Снаружи пьяница прижался к витрине, пытаясь показать на другую бутылку.
— Вы покупаете ее для вон того алкоголика? — спросил ее молодой человек.
— Нет, для себя, — соврала Хелен.
Пьяница усиленно махал рукой в направлении какой-то другой бутылки.
— Послушайте, милая, не давайте ее ему… прошу вас.
— Вы продадите мне эту бутылку или нет? — Хелен могла ненадолго показать характер.
— Два восемьдесят, — сказал мужчина.
Хелен высыпала деньги, свои деньги, на кассу, и мужчина передал ей бутылку в бумажном пакете.
— Ну что, я сделала, что обещала?
— Нет, это крысиная моча, бутылка в красивой обертке, чтобы блестела с витрины, я это не пью.
— Ну и не пейте. — У нее на глазах навернулись слезы.
— И еще я не буду платить за это.
— Пусть это будет подарок. — Голос у нее дрожал.
— Как великодушно, — сказал он и стал пить прямо из бутылки, не доставая ее из пакета.
Хелен не понравилось выражение его лица.
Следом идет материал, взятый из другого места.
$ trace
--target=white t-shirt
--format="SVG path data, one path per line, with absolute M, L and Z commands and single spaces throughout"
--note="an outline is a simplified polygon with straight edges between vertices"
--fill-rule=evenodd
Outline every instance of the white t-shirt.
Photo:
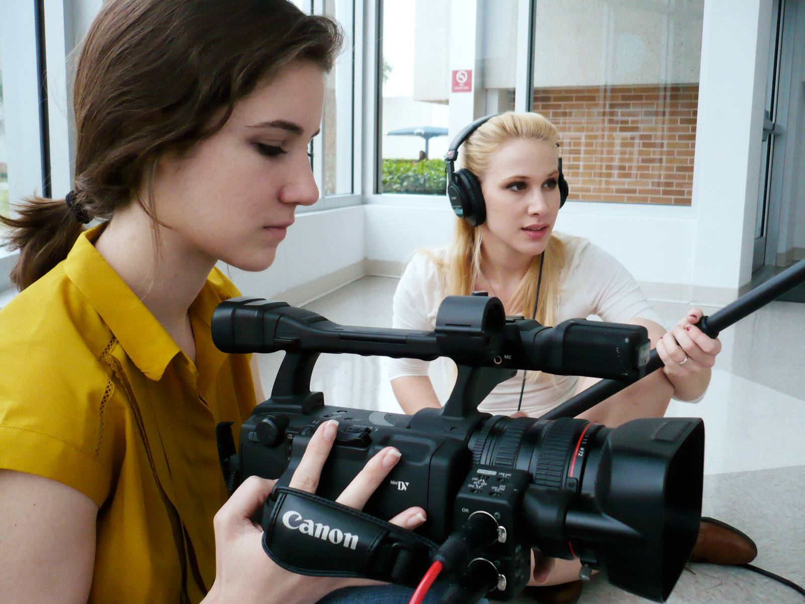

Этот человек накручивал себя зачем-то. Она с тревогой посмотрела на него и увидела, как быстро опустошается бутылка.
— Крысиная моча! — закричал он. — Разлитая в бутылки идиотами из магазина и названная алкоголем. — Он прислонился к витрине магазина и закричал: — Эй, вы, выходите и сами пейте эти помои!
Рядом с магазином стояли аккуратно сложенные коробки с яблоками, апельсинами, картофелем и грибами. Мужчина с почти пустой бутылкой из-под сидра стал разбрасывать их на дорогу.
Из магазина выбежали люди: двое схватили его, а один отправился искать полицейского.
— Спасибо большое, — сказал молодой человек, который продал Хелен сидр. — Вы очень помогли.
— Вы не слушали меня! — кричал мужчина, у которого около рта уже образовалась пена.
— Такие, как она, вообще никого не слушают, — говорил обозленный продавец, пытавшийся держать пьяного.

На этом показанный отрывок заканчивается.